Jennifer Lawrence had high words of praise for her friend Amy Schumer, and her mettle in facing personal attacks for her activism.
‘Amy’s choice to use her voice to speak for justice puts her under immense fire,’ the Academy Award-winning actress, 33, told Variety as part of a profile on Schumer, 42.
Lawrence continued: ‘I wouldn’t say she navigates it so much as she throws her middle fingers up and walks away from negative comments like a gas station fire in a Michael Bay movie.’
Schumer told Variety about an instance in March in which she was verbally abused, months after stating her support for Israel following Hamas’ October 7 attack on a music festival, triggering the ongoing heightened conflict in the Middle East.
Schumer said she was in Brooklyn near the subway, working on an upcoming film titled Kinda Pregnant, when a passerby yelled at her, ‘F*** you, Amy Schumer! You’re a Zionist! You love genocide!’
The Trainwreck actress, who has past turned off her social media comments amid vitriolic remarks, said that she’s gotten used to it at this point.
‘It didn’t even raise my heart rate,’ Schumer said of the incident on the set. ‘I didn’t cry. Nothing.’
Schumer said that she ‘can’t help’ herself in making remarks that could generate controversy and a backlash against her.
‘A lot of people can help it, but I’ve never been able to,’ she told the outlet. ‘But I also want to be helpful. Do you know what I mean?’
In the chat with Variety, Schumer said she found inconsistencies with the public’s perception of the ongoing conflict in the Middle East.

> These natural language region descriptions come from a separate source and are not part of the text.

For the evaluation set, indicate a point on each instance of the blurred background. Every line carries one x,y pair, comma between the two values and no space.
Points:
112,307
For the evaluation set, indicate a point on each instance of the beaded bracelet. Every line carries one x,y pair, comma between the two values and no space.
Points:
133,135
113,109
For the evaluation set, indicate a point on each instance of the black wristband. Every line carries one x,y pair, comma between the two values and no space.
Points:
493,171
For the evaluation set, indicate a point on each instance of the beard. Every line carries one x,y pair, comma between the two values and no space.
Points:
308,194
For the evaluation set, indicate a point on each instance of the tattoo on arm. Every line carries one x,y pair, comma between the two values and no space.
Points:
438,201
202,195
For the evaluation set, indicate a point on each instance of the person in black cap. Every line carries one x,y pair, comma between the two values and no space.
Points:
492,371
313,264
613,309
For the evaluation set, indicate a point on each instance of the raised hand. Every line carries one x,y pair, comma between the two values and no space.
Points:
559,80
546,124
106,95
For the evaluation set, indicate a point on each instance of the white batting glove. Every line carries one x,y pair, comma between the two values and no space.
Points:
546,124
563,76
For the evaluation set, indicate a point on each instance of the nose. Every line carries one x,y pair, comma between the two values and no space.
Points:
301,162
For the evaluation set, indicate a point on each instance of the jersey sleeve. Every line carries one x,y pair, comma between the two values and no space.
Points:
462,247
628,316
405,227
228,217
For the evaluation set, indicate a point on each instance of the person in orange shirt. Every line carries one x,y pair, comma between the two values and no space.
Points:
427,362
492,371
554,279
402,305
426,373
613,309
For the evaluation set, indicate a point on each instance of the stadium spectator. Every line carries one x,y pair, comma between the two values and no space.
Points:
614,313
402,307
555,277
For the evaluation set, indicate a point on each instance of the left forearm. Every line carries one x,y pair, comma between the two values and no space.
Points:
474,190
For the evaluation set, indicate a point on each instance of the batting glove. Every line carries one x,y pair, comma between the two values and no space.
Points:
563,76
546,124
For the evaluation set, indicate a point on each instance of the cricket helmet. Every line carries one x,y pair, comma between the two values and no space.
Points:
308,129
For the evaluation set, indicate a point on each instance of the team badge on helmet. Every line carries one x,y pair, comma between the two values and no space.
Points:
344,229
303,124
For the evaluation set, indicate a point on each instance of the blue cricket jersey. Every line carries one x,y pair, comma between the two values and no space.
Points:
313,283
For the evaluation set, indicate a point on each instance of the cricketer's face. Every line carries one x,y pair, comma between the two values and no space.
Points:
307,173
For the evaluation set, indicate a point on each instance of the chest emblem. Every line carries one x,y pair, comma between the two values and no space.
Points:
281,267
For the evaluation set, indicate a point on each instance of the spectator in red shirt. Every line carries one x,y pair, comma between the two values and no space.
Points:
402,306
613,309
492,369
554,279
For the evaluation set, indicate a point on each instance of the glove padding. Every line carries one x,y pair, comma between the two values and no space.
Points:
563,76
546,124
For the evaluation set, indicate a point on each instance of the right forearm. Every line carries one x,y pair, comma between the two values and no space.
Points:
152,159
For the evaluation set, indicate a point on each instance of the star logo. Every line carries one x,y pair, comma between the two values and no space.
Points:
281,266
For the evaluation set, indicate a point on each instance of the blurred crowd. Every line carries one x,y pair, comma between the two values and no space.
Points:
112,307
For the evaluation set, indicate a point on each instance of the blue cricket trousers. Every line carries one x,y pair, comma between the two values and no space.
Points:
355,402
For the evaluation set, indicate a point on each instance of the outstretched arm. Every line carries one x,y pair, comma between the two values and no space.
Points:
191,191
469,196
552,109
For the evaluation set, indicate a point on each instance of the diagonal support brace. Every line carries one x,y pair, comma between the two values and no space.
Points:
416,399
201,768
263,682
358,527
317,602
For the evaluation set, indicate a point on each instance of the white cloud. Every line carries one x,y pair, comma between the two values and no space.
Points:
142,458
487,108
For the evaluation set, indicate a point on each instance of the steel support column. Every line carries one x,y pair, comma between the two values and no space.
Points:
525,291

‘The focus is so razor-sharp on Jewish people but not on Hamas,’ she said. ‘It’s very strange.
‘So I’d recommend people read a book – Israel: A Simple Guide to the Most Misunderstood Country on Earth by Noa Tishby. Or anything – Jewish people wrote everything down.’

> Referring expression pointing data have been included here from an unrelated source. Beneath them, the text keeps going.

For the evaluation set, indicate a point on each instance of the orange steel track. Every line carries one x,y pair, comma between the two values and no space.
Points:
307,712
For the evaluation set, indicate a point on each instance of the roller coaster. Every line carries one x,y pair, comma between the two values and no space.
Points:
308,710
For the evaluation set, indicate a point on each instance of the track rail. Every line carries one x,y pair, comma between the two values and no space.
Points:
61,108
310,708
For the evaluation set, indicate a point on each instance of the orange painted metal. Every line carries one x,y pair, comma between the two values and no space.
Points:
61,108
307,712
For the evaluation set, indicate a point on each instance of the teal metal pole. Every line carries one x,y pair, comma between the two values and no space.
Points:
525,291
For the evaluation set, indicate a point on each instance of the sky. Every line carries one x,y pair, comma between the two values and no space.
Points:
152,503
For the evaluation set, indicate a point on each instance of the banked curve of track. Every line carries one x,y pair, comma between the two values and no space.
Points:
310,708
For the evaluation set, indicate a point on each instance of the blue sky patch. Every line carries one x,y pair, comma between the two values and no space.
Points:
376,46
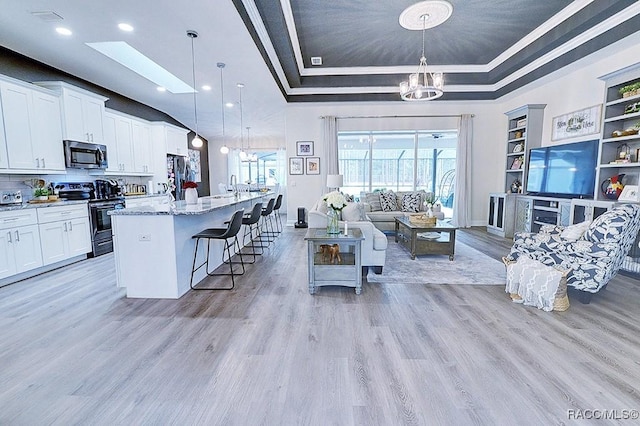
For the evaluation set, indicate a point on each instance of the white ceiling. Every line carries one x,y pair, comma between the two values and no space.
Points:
160,33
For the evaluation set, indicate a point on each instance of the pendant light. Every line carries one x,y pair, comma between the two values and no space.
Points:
254,156
243,154
224,149
196,142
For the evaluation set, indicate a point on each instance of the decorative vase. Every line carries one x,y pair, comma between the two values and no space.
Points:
332,221
191,196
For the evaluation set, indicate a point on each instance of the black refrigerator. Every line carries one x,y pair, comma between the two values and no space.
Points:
178,171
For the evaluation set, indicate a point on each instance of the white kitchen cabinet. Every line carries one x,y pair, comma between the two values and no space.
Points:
142,149
129,145
19,242
64,232
17,112
176,140
32,129
82,112
47,132
4,161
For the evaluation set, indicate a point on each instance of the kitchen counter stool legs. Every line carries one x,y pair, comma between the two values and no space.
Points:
230,233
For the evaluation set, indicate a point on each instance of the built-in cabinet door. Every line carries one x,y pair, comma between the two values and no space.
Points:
79,236
47,132
53,242
16,108
524,208
4,162
7,255
27,248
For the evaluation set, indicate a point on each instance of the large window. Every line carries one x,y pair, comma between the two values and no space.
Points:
399,161
262,168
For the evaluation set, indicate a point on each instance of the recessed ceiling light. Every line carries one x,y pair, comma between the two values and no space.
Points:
125,27
129,57
63,31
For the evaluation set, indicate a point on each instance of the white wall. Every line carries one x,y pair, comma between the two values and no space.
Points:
572,88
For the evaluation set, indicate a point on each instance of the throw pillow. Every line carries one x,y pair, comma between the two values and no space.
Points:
388,201
411,202
351,213
373,199
574,232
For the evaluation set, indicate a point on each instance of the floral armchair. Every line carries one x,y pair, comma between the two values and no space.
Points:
592,258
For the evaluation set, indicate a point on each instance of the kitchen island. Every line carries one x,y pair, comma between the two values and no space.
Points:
153,247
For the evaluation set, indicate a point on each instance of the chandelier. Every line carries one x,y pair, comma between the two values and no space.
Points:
424,85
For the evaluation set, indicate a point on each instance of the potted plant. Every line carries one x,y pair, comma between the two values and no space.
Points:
190,192
41,194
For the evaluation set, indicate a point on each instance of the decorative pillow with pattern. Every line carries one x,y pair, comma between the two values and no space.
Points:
411,202
388,201
373,199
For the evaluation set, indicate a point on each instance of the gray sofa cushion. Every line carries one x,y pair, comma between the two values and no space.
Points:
411,202
388,201
373,199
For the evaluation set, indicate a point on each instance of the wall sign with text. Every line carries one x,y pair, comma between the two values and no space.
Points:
578,123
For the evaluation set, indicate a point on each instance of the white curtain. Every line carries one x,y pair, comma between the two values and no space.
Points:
462,194
330,136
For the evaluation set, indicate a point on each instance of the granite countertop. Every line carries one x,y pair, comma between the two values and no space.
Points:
26,205
133,197
204,205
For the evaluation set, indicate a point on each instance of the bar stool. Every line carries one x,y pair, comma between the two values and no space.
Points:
250,220
226,234
276,214
267,234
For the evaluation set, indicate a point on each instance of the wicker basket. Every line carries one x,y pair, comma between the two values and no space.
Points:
421,219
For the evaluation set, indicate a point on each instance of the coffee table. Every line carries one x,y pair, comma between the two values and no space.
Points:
426,239
325,270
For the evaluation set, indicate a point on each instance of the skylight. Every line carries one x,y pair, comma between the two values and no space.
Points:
126,55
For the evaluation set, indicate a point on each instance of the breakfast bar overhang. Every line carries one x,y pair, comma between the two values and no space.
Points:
153,247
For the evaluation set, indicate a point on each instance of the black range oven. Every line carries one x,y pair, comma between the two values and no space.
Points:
101,231
103,196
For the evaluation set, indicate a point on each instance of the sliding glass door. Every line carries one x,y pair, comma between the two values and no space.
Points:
399,161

Schumer, who appears in the upcoming Jerry Seinfeld-directed Netflix film Unfrosted, spoke about the ongoing social conflict stemming from the Israel-Hamas conflict.

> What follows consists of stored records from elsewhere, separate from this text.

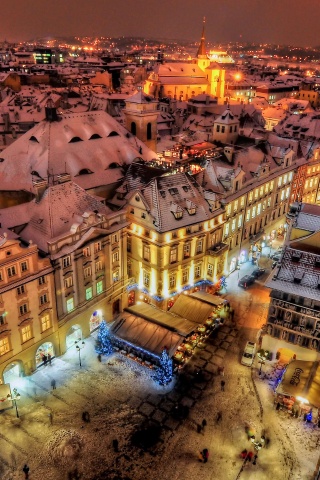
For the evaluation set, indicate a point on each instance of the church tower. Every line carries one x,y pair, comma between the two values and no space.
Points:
141,118
202,58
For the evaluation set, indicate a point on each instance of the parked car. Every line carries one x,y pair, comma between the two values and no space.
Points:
257,272
248,354
246,281
276,256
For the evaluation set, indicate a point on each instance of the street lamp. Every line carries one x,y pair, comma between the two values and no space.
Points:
14,396
79,350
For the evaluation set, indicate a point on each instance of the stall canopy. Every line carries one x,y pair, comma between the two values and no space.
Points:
302,379
194,310
208,298
166,319
145,335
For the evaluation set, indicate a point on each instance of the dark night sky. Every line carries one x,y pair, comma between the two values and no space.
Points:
294,22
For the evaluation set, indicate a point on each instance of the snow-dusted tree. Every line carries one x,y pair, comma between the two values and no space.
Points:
103,344
164,372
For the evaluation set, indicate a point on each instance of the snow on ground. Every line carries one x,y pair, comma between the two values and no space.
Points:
125,404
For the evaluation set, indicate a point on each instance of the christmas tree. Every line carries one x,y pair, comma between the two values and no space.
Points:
164,372
103,344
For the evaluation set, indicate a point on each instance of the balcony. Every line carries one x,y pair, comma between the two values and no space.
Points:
218,249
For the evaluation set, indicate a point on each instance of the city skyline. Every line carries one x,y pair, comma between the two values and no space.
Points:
287,22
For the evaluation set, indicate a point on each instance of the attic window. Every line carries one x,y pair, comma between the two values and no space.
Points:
84,171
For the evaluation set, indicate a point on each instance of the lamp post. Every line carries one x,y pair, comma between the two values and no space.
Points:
263,355
14,396
79,348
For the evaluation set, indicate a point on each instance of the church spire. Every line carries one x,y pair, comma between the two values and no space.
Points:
202,47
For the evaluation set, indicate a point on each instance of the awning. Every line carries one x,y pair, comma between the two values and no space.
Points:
208,298
302,379
145,335
195,310
166,319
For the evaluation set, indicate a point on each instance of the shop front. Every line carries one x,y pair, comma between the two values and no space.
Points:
298,390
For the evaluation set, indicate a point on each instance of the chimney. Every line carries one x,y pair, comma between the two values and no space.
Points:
51,111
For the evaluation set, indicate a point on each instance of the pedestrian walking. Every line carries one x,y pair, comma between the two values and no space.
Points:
26,471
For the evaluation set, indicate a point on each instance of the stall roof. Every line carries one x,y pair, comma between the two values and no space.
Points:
208,298
195,310
302,379
145,335
167,319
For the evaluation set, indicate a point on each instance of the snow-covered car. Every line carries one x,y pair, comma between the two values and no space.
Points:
248,354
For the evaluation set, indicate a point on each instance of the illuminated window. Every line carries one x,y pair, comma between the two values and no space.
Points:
99,287
24,267
173,255
146,279
43,299
23,309
68,282
87,272
185,276
4,345
45,322
21,290
97,247
26,333
172,281
99,265
70,305
11,271
146,253
197,271
89,293
199,246
66,261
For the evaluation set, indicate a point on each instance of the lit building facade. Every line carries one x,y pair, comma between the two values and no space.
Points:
293,324
28,319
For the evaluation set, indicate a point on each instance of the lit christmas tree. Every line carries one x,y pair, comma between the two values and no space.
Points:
103,344
164,372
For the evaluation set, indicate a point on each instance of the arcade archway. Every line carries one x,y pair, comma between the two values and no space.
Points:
74,335
42,353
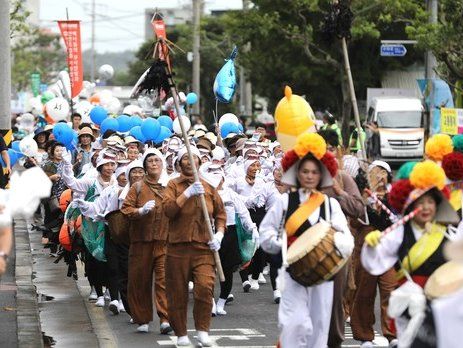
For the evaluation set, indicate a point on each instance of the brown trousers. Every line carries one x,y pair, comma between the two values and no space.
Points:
146,258
185,262
363,315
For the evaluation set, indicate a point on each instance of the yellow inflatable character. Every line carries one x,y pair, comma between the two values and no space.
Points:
293,116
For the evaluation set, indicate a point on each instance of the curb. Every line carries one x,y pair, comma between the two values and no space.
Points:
29,329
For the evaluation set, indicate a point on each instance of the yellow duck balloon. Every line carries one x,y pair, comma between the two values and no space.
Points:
293,116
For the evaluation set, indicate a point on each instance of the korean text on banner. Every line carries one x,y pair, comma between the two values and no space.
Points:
70,31
451,121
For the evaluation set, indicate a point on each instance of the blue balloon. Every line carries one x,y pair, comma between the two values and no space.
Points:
63,133
225,81
125,123
109,124
191,98
137,134
228,128
166,121
150,128
136,121
98,115
163,134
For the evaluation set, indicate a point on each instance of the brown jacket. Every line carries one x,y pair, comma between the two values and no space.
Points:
187,224
152,226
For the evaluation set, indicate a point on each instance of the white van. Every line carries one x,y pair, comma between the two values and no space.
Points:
400,122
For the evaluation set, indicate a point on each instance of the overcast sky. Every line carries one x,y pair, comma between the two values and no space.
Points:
114,33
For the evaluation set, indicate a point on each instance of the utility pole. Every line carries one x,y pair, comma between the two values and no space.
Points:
92,66
431,62
5,71
196,54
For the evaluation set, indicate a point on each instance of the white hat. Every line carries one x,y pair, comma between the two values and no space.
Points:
133,165
381,164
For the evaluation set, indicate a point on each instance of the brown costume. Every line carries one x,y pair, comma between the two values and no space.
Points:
188,254
147,252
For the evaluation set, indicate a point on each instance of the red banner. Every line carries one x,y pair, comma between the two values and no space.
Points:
70,31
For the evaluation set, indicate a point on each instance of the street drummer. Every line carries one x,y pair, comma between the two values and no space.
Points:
305,311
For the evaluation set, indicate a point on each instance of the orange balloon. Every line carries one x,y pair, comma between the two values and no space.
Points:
94,99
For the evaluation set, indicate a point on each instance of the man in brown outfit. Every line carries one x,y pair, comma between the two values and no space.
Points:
148,233
189,249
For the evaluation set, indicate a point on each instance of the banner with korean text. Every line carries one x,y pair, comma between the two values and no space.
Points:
70,31
451,121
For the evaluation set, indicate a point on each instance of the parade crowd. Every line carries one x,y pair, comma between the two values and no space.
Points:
324,226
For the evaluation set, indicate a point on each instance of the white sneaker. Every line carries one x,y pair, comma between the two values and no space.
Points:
143,328
183,341
93,296
107,297
254,284
262,279
246,286
100,301
203,339
114,307
165,328
121,306
276,296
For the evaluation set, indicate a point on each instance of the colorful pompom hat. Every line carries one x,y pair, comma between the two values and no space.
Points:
309,144
426,177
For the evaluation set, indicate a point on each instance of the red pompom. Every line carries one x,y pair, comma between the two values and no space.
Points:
453,165
446,192
289,159
330,162
400,191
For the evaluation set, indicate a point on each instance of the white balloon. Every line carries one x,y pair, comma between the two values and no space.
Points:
83,108
229,117
106,72
36,106
105,97
28,146
57,109
186,123
132,110
114,105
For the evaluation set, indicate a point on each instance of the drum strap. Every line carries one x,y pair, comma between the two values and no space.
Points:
301,215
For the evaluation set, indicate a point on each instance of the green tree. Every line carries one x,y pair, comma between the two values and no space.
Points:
288,46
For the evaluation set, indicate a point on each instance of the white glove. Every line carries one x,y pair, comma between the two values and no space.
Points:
344,243
67,157
214,244
147,207
78,203
255,236
194,189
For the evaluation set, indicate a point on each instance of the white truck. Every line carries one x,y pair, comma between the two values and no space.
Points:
398,116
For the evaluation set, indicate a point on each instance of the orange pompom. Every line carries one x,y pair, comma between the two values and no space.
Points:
310,143
426,175
438,146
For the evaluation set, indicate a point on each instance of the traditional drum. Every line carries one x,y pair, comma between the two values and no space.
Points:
313,258
118,225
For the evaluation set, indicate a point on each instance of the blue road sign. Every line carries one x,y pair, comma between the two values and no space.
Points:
393,51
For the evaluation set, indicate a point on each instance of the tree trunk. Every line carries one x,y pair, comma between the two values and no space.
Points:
346,111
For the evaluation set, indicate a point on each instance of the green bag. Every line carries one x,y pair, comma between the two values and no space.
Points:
245,243
93,231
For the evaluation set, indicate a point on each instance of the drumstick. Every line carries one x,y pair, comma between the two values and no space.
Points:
378,201
401,221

‘It’s gotten to this place, where you can’t speak up for other Jews without people feeling like it’s a slight to the conditions in Gaza,’ Schumer said.
Schumer said her support for Israel was not to be confused with support for their government leaders.
‘I don’t agree with anything that [Israeli Prime Minister Benjamin] Netanyahu is doing, and neither do the Israelis I know,’ Schumer said. ‘Of course what’s going on in Gaza is sickening, horrifying and unthinkable. And, I don’t think it’s OK to hate anyone because they were born Jewish.’
In the interview, Schumer also said that a long-running comedy project she had with Lawrence, in which they would play siblings, was unlikely to come to fruition.
‘I don’t think it will ever happen,’ she said. ‘It was just, like, life kept going. My family was going through a rough time. I don’t want to say any more than that.’
She added, ‘The way we’re hoping our careers go, we might do something with more grit and teeth.’
Lawrence told Variety she felt the moment had passed for the aforementioned project: ‘Now that we’re older, a sister comedy might not resonate as much. But we have every intention of working together.’